That's the only reason I use psychadelics is to have a so called "bad" trip.
That's one of the most important things I learned first in zen meditation practice, but really anchored in my body with ayahuasca that there is no such thing as bad/good. Things just are what they are. I learned to give up good/bad value judgments on my experience and especially emotions. Labeling the pain or terror as negative and bad is just resistance to it and a way to create suffering.
Psychadelics open up the gates of the unconscious mind and can bring you into contact with repressed pain and emotions from childhood and birth. A lot of the experience may be a symbolic projection of these repressed emotions of fear, terror, impending doom, death, shame, rejection. Also you may experience the projection of early memories of selflessness, oneness and pure love(or hell) and merging with the mother, while you were in the womb of your mother before you had an ego.
Feeling and integrating these repressed emotions is very healing, but can be challenging. The more we feel them the less we need ego defenses and dysfunctional habits to avoid feeling these emotions.
One of my guides(a psychotherapist and shaman) once told me in ceremony, "Would you rather have a bad trip, or a bad life?" And therein lies the reason for using these substances. We let these energies and emotions play out in the dreamworld in one big concentrated dose, so they don't play out subtly for the rest of our lives.
Embrace whatever is happening. What you resist persists, what you feel, heals. There's a zen saying. Pain * resistance = suffering. You create your own suffering by resisting the pain. I have gotten so much liberation from surrendering to what I would have normally considered "horrible" experiences on ayahuasca. I live for it now, and it helps me embrace the pain of day to day living and dramatically helps my meditation practice.
I think it's important to stay in your body and pay attention to how you're feeling and just be OK with feeling that.
I have never done smoked DMT(aside from 5-meo), so I can't speak to that. I've only used ayahuasca. But ayahuasca contains DMT. One of my teachers, (that I mentioned earlier) told me that he's tried smoked DMT and he thinks it's a waste. He calls it psychadelic crack that's just confusing and unintegratable and says it does not have much healing properties and it's mainly just for thrill seekers and space cadets. I may try it one day to see for myself but I'm in this for psychotherapy and healing not for recreation or avoiding reality.
Here's a quote from Timothy Leary in his book The Psychadelic Experiences, an interpretation of the tibetan book of the dead. This is designed to be read by a guide to someone going who is facing their demons during an LSD trip.
I find the Tibetan Book of the Dead a great guide to the ayahuasca experience.

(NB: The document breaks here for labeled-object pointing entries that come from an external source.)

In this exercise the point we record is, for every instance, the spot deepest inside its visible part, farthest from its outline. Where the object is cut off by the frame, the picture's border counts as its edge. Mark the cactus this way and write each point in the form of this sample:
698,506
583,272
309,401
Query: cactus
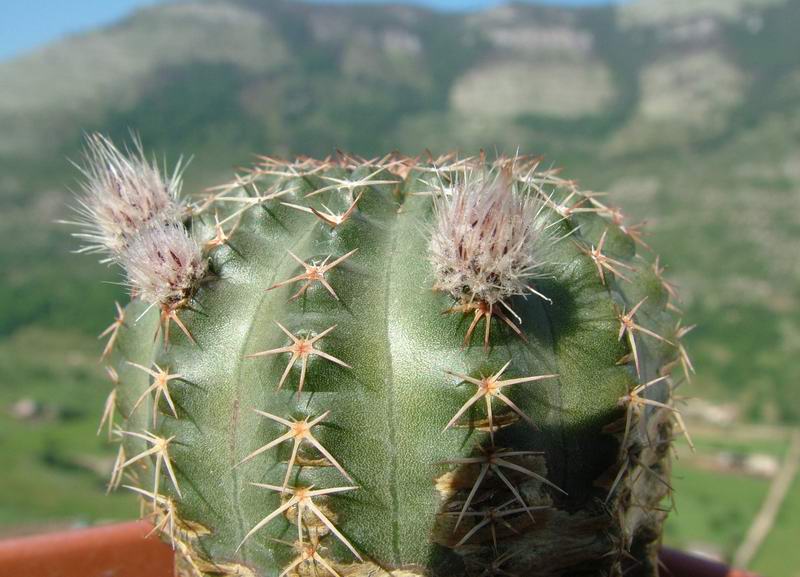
399,366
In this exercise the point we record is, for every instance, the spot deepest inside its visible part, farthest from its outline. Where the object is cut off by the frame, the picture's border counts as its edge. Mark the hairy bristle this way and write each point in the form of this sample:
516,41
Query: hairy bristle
163,263
487,238
122,193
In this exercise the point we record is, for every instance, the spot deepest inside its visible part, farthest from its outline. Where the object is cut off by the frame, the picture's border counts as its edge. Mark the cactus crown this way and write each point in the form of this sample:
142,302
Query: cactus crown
317,414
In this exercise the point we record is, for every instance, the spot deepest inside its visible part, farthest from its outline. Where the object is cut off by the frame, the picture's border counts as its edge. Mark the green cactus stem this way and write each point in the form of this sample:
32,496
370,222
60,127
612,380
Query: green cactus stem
404,366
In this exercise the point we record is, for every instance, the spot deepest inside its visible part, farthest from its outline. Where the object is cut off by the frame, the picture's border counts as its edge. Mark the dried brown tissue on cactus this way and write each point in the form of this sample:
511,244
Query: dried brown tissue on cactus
439,366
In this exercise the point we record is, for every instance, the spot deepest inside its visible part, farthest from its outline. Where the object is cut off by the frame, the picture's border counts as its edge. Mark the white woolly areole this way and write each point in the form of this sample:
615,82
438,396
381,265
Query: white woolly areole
122,193
487,238
163,263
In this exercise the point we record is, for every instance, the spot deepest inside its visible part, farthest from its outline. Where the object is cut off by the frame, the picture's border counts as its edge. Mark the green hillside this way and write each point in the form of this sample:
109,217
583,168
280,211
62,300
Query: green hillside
687,112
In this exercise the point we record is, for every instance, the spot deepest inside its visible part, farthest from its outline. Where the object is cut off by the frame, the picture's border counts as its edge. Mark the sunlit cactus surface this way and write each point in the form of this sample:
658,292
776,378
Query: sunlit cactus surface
399,366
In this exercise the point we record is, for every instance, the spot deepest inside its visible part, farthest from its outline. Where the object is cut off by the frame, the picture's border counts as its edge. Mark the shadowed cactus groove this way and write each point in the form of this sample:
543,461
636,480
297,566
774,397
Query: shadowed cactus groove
399,366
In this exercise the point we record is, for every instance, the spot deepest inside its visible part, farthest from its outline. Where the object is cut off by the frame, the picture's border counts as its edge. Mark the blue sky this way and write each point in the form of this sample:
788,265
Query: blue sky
27,24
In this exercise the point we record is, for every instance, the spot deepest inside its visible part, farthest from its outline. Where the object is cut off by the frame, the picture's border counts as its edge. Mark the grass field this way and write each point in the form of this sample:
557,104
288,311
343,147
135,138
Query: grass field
779,556
54,467
714,509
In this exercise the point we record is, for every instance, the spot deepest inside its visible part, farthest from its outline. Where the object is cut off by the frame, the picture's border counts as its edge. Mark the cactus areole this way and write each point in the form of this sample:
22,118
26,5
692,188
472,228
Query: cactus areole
403,366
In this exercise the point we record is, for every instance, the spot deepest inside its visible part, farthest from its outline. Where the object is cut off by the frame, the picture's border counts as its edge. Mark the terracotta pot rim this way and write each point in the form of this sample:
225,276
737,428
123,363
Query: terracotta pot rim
129,550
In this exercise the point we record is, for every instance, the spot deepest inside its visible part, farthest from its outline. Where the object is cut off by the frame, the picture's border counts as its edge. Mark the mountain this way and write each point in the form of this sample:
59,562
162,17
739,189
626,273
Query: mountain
687,112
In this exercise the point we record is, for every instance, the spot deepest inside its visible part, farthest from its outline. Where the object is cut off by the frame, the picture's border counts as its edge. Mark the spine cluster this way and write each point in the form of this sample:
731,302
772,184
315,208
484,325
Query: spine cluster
133,215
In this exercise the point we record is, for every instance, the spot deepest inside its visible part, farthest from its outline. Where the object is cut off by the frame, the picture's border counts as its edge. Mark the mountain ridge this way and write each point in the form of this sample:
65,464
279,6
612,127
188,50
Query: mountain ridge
687,114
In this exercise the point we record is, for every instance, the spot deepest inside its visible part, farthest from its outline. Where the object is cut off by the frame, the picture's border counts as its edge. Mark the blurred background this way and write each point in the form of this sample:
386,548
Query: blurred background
687,112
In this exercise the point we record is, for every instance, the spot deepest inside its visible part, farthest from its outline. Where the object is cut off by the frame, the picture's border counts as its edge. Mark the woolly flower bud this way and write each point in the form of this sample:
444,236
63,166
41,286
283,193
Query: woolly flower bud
487,239
163,264
122,193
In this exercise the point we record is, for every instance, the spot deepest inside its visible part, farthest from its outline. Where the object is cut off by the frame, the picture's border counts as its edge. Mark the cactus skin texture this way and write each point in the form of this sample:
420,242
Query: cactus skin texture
399,487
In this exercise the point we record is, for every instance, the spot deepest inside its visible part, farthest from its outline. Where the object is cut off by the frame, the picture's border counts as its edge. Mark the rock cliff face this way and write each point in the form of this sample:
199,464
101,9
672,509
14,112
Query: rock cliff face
689,105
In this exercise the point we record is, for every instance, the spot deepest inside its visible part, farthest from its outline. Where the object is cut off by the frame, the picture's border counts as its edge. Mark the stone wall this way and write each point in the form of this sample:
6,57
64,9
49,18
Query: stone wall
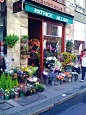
16,23
69,30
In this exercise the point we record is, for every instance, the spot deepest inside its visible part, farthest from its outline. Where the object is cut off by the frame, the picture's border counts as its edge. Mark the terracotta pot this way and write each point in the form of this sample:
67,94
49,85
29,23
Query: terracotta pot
16,97
24,56
11,46
15,75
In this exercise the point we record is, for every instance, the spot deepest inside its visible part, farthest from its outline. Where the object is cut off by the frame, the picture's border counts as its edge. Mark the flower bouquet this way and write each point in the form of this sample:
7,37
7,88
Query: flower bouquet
7,93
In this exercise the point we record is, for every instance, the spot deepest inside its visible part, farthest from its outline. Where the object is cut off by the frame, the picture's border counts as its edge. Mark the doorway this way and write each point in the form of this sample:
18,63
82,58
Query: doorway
34,43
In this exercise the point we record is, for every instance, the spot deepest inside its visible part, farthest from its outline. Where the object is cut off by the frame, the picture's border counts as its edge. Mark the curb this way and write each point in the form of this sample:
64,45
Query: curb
58,102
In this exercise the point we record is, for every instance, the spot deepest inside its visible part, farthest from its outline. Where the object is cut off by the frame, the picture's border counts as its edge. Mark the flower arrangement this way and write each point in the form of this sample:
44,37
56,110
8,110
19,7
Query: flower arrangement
68,58
60,78
67,74
11,40
69,46
30,70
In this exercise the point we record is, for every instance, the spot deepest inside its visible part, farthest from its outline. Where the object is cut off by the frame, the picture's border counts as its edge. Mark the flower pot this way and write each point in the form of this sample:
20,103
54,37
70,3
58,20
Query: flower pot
12,96
52,82
16,97
15,75
72,79
55,81
58,82
28,56
23,40
11,46
66,79
2,97
6,97
24,56
61,82
47,80
22,95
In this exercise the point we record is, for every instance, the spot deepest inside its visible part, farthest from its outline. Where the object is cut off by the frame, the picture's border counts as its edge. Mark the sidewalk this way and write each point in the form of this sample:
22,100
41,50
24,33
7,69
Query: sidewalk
37,103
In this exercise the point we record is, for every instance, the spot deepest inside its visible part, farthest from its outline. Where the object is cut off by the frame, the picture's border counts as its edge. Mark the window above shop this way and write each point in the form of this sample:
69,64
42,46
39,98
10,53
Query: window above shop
80,6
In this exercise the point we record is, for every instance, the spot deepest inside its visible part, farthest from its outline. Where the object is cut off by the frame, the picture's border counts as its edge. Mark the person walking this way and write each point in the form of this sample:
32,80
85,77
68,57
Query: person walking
83,64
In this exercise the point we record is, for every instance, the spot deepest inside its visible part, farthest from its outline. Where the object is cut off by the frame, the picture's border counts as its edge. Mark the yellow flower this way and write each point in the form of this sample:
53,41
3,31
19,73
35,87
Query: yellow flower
21,85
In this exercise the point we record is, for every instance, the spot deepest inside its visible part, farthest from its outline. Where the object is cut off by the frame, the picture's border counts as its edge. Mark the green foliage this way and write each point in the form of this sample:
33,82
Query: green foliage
3,79
41,86
11,40
69,46
16,82
25,36
15,70
25,48
13,83
9,80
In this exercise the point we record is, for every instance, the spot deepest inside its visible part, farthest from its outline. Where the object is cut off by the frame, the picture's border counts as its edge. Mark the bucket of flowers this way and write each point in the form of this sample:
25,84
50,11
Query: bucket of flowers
60,79
12,93
2,93
7,94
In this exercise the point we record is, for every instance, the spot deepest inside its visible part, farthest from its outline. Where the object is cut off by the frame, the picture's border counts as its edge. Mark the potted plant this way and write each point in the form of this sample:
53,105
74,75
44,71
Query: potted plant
11,93
25,48
2,92
16,94
22,93
24,38
11,40
15,72
7,93
24,54
41,87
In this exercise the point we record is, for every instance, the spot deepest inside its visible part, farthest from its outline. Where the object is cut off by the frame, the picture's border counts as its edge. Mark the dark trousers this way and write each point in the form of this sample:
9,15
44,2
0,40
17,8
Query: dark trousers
83,72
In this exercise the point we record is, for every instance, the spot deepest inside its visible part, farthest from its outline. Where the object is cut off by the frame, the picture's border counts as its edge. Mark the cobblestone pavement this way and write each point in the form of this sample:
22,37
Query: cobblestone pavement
40,102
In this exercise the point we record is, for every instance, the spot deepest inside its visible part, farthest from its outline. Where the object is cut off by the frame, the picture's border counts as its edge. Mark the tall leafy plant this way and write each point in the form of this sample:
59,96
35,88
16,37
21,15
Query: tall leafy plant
11,40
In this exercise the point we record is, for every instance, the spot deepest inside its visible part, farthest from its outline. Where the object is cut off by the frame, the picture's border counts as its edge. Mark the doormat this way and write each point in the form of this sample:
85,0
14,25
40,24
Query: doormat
29,99
4,106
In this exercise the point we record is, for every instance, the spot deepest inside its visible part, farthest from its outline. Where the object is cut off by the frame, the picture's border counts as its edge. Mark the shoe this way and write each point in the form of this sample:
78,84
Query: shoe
82,80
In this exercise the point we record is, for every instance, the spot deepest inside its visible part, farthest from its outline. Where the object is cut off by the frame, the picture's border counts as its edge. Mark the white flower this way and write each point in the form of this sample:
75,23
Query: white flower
35,79
29,70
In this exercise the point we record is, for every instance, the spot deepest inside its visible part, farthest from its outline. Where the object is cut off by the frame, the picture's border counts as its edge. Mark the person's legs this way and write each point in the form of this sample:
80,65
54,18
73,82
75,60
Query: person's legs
83,72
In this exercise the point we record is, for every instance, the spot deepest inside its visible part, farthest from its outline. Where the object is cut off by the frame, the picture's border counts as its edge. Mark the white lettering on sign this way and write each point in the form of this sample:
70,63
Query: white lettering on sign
44,13
62,19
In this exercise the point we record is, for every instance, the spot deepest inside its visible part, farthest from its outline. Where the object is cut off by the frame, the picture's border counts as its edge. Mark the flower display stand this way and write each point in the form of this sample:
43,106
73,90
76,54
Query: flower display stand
72,79
47,80
6,97
52,82
61,81
66,79
55,81
69,79
58,82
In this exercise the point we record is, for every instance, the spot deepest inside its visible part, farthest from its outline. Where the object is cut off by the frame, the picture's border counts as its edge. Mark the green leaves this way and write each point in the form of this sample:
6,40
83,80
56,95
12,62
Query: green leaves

O nobly born, listen carefully:
You were unable to maintain the perfect Clear Light of the First Bardo.
Or the serene peaceful visions of the Second.
You are now entering Second Bardo nightmares.
Recognize them.
They are your own thought-forms made visible and audible.

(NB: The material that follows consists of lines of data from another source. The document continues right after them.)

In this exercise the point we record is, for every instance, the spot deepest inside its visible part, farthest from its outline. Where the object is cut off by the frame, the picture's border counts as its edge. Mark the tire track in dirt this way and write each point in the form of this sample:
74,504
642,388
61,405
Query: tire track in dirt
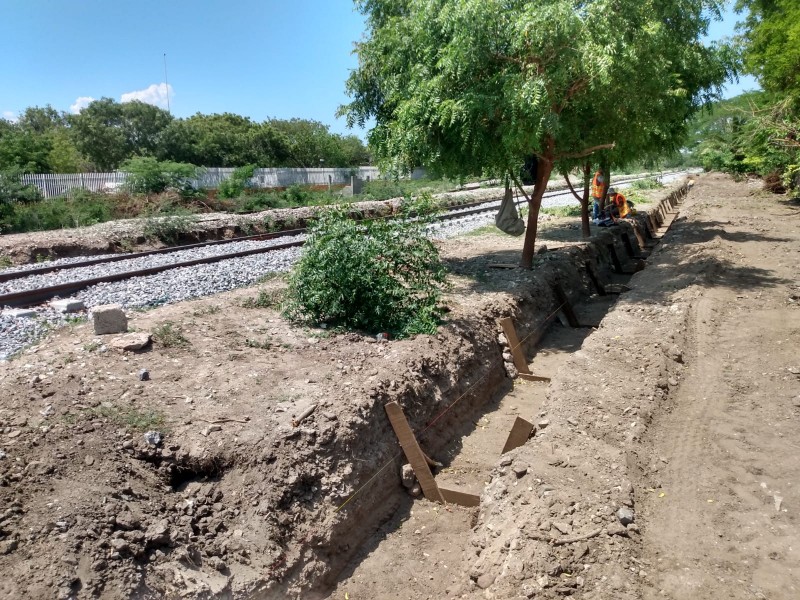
726,524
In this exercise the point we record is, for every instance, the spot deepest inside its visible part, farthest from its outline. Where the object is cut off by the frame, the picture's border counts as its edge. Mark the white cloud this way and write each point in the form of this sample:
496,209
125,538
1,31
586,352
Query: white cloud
155,94
80,103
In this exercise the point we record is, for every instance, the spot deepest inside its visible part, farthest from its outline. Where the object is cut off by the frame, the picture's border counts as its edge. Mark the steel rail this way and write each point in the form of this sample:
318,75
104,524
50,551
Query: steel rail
456,212
37,296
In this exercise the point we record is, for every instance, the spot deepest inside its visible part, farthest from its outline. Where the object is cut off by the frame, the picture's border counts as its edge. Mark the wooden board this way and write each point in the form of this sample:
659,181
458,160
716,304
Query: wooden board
566,307
520,432
513,341
413,452
529,377
460,498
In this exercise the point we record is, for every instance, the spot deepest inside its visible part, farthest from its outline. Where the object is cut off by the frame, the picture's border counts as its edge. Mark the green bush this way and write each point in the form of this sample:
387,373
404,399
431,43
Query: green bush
169,228
146,175
649,183
85,208
381,275
235,185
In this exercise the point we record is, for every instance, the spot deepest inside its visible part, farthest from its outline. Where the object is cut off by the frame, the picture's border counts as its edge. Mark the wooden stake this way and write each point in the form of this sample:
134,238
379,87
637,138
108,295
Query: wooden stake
516,350
460,498
413,452
529,377
519,434
566,307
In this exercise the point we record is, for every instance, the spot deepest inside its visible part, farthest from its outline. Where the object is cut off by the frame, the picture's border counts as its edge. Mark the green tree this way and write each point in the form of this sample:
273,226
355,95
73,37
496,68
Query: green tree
375,275
470,86
146,175
108,132
770,35
224,140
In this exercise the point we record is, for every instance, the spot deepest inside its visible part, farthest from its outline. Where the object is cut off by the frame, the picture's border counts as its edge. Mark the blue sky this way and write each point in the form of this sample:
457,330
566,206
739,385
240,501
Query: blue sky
267,58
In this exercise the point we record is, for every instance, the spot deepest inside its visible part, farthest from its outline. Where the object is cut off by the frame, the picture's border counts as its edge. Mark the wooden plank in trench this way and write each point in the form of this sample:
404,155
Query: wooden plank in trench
519,434
513,341
413,452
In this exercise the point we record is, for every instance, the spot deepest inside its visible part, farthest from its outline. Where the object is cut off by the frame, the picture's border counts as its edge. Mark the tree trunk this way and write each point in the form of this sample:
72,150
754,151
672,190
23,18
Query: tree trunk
545,167
607,173
587,180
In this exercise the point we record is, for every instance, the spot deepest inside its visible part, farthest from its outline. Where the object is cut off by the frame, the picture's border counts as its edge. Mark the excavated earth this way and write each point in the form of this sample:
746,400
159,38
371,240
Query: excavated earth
663,462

They are products of your own mind with its back to the wall.
They indicate that you are close to liberation.
Do not fear them.
No harm can come to you from these hallucinations.
They are your own thoughts in frightening aspect.
They are old friends.
Welcome them. Merge with them. Join them.
Lose yourself in them.
They are yours.
Whatever you see, no matter how strange and terrifying,
Remember above all that it comes from within you.
Hold onto that knowledge.
As soon as you recognize that, you will obtain liberation.
If you do not recognize them,
Torture and punishment will ensue.
But these too are but the radiances of your own intellect.
They are immaterial.
Voidness cannot injure voidness.
None of the peaceful or wrathful visions,
Blood-drinking demons, machines, monsters, or devils,
Exist in reality
Only within your skull.
This will dissipate your fear. Remember it well.
http://www.near-death.com/experiences/buddhism03.html - from the tibetan book of the dead: a guide to the death experience.
There will be peaceful spiritual entities that emanate from our heart and wrathful ones that emerge from our brain.
They will appear one by one and then all together. The peaceful spiritual entities are complete and immovable. If we cannot bear to enter their vast benevolent space, if we cannot let go of self-centeredness and fear, these deities will become terrifying wrathful ones. If we recognize them as an expression of our own mind, they are the unsparing face of wakefulness.
The wrathful forms emerging from the brain appear before us actually and clearly as if they were real in their own right. The terror and anger we feel are our own efforts to evade from being completely awake. We wander uncertainly in the landscape of our own mind. If we recognize this as our own projections, liberation is instantaneous.
These wrathful forms are the presence of our innate wisdom, the vivid form of our own wakefulness. We must recognize them as a reflection of our own mind. Recognition and liberation are simultaneous.